In a way, all human rights claims are made by missing people, by people missing from among those who count as people, by the absent or the disappeared. The most important human rights claims are made by the rightless. Humanity is battled for, won and lost, and the boundaries that define it are always subject to change. That is what art can do — make the borders move, recast what it is to be human, and re-imagine the rules.
The Center for Human Rights and the Arts was born out of this re-imagination. As a team of human rights professors and artists, we knew very well where human rights and the arts intersected in a simplified and questionable manner. We did not want to categorize the relationship between human rights and the arts as a matter of content on the one side and form on the other. The struggle for human rights cannot simply provide a dramatic narrative for artists’ works. Similarly, art is not merely a tool for propagating human rights campaigns. In fact, art has too often been simply thrown at problems. Governments and others instrumentalize art to fix problems—sometimes to help racialized minorities assimilate, at other times to whitewash wars and occupations. The “art fix” is a dream solution for all sorts of issues ranging from refugees to environmental disasters. We started the Center with this nightmare in mind.

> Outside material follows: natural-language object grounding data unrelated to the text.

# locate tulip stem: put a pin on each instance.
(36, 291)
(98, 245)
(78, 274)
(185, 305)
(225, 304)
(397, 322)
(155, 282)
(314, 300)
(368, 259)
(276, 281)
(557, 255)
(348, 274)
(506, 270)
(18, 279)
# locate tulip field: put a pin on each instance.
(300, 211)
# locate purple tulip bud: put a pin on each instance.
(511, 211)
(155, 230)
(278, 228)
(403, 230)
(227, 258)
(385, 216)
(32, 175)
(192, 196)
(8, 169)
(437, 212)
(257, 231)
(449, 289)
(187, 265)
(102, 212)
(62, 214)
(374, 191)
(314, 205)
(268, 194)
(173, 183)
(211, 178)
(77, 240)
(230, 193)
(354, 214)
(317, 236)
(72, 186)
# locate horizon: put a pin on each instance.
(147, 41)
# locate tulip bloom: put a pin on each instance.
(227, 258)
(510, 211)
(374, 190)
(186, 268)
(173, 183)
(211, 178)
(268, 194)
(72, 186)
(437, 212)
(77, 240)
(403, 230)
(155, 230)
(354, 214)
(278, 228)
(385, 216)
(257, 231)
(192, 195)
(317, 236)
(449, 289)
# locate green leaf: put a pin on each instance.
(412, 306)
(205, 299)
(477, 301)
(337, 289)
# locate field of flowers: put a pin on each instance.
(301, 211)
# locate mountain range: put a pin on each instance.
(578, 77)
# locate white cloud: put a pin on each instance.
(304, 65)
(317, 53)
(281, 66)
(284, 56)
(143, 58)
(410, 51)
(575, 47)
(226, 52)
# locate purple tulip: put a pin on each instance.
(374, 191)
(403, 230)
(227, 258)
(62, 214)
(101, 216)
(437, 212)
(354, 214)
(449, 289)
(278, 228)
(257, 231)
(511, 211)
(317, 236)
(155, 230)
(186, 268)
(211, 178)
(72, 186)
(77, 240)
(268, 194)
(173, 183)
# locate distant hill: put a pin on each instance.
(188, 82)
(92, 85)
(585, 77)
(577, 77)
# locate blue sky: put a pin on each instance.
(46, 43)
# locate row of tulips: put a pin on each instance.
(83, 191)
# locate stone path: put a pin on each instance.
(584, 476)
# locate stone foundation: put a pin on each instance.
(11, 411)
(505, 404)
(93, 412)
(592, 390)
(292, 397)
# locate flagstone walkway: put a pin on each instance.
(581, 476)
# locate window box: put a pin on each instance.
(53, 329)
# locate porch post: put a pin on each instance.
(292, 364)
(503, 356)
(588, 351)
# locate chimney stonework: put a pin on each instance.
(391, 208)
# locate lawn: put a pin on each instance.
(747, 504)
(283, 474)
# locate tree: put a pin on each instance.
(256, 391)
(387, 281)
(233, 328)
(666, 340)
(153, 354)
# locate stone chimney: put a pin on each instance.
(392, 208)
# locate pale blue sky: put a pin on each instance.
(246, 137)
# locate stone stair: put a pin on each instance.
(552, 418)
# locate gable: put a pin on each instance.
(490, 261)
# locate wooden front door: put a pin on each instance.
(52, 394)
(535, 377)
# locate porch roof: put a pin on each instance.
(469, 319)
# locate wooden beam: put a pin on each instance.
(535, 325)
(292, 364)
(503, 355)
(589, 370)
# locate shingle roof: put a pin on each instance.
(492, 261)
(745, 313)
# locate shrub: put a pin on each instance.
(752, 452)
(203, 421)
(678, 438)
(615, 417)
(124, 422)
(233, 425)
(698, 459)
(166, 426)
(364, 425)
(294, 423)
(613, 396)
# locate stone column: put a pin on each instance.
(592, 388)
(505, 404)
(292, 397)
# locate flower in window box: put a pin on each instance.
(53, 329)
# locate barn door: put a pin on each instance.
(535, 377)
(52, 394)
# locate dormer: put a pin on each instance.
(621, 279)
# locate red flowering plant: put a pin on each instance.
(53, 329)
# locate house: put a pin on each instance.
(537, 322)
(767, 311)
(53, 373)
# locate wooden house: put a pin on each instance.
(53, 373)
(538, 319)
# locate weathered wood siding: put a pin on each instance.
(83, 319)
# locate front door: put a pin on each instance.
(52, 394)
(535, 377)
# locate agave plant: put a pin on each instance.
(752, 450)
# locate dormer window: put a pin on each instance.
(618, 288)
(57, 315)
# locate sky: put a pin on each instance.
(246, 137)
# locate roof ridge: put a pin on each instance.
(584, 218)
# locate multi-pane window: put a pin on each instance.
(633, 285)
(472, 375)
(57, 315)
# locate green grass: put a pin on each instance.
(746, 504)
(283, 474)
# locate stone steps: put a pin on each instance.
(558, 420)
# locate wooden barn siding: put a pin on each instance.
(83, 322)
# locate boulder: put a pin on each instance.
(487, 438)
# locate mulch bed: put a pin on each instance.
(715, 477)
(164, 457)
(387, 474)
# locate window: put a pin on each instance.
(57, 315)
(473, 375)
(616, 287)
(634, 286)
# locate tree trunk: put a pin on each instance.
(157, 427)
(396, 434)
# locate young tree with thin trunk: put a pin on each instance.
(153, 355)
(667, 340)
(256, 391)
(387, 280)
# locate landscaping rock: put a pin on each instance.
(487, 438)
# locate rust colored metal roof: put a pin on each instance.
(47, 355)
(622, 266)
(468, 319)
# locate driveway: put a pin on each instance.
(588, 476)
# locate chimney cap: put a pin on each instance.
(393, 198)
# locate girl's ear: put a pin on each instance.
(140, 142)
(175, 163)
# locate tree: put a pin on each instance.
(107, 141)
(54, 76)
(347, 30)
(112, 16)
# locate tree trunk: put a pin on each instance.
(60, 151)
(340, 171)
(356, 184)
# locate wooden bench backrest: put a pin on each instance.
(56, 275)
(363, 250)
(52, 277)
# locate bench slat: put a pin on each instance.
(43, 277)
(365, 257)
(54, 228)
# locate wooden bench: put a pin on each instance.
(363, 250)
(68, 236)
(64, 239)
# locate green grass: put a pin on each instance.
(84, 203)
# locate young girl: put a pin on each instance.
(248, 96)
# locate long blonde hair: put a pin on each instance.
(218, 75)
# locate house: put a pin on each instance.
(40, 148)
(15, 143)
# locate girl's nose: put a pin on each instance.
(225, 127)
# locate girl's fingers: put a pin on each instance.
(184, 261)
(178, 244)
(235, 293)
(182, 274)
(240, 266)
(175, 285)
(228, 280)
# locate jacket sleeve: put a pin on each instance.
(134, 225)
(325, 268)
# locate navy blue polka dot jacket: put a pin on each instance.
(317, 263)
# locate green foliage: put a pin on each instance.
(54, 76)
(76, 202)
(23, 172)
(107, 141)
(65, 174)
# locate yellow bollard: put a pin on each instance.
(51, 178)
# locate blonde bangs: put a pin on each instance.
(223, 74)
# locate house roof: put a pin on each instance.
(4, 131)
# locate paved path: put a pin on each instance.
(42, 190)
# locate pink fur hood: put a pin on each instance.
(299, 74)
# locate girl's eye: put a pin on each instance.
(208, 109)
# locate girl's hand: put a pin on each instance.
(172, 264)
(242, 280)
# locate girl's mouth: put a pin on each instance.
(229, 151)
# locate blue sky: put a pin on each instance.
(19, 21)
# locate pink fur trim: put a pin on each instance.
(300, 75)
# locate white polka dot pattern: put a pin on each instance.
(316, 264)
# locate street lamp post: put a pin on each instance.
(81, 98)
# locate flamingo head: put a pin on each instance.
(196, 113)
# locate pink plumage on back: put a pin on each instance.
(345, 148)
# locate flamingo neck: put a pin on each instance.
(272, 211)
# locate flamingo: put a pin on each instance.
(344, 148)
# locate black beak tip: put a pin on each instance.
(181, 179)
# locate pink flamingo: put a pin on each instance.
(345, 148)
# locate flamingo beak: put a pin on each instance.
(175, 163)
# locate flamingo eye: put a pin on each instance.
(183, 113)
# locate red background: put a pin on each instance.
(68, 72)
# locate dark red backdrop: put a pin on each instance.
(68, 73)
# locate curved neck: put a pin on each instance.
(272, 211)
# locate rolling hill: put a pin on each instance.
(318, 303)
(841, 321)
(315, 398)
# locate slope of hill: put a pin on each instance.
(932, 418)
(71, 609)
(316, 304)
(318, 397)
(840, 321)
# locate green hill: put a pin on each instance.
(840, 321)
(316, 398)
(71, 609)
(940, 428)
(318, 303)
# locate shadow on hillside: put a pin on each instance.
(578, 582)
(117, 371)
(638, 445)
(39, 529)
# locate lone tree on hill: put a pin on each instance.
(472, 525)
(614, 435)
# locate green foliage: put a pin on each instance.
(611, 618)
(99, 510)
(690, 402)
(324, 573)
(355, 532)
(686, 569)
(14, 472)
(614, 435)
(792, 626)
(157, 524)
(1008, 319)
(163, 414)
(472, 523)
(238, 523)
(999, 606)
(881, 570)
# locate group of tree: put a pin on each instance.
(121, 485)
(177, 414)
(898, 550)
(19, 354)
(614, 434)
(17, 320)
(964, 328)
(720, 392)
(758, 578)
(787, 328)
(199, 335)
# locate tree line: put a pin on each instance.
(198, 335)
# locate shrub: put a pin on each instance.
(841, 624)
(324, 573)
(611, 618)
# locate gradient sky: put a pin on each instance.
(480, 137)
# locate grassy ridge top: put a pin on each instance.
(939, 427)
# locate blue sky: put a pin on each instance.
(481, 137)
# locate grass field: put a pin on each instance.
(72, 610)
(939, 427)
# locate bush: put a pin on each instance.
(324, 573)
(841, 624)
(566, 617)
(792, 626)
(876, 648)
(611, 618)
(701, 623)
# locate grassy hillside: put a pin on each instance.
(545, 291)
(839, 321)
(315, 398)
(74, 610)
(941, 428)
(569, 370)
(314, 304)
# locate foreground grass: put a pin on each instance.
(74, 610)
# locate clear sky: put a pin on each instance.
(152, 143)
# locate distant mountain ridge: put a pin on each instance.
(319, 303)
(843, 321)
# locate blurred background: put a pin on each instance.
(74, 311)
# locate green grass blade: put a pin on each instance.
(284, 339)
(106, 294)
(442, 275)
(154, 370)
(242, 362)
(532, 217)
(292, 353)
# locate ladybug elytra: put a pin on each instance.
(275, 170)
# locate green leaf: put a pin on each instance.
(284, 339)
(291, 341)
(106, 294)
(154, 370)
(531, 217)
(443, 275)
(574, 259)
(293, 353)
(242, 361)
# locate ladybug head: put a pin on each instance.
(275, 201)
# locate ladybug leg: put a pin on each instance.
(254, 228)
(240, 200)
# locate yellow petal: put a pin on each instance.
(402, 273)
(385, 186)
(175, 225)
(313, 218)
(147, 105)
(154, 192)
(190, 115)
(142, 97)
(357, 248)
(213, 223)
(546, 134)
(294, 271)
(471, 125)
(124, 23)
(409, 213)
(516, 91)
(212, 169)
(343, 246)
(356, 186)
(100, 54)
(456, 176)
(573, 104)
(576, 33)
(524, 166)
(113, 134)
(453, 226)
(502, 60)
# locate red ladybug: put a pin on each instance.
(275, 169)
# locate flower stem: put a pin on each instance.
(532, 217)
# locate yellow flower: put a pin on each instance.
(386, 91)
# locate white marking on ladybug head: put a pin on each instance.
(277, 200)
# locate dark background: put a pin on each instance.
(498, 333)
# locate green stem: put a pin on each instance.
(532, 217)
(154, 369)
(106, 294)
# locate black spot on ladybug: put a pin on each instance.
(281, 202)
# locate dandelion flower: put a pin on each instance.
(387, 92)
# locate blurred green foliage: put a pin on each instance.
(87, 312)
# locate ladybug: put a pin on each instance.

Two years and hundreds of conversations and collaborations with artists and activists around the world later, we feel closer to knowing where our practices intersect in an effective way. We created a postgraduate program for activists and artists to co-learn so that artists read and critique human rights discourse while human rights advocates create artwork publicly. The aim is to engage critically with both fields of research and even more critically with their respective industries.
Art is a place of contestation, where soft power can be exercised, state violence can be laundered, and imperialist and colonialist languages and aesthetics can be enforced. Yet like activism, art is a place where politics are a constant exercise, in the funding, the chosen form, its audience engagement, and the positionality of its maker. We want to look into collectivity and collaboration rather than activist or artistic work driven by dreams of salvation. We want to be a space where artists understand that activism is not about them and their careers, and a space where activists understand that their special creative idea might actually already have a name and a long lineage in the arts.
So at this intersection of human rights and the arts, there are many more intersections. There are meetings and there are collisions, there are crossings and there are stoplights, there are mixtures and separations, overlaps and hierarchies. Inhabiting this troubled and promising space means committing ourselves to push beyond given ideas about human rights and the arts both simply being in the service of the other. Rather, the aim is to harness the critical energy unleashed in their encounter to re-think and to re-do them both.
Portions of this text were published as “Human Rights,” in Maja Hoffmann et al., eds., LUMA ABCD, Luma and Buchhandlung Walther und Franz Koenig, 2021, 192-193.
Thomas Keenan is the director of the Human Rights Project and Professor of Comparative Literature at Bard College.
Tania El Khoury is the director of the Center for Human Rights & the Arts as well as Distinguished Artist in Residence in the Theater and Performance Program at Bard College.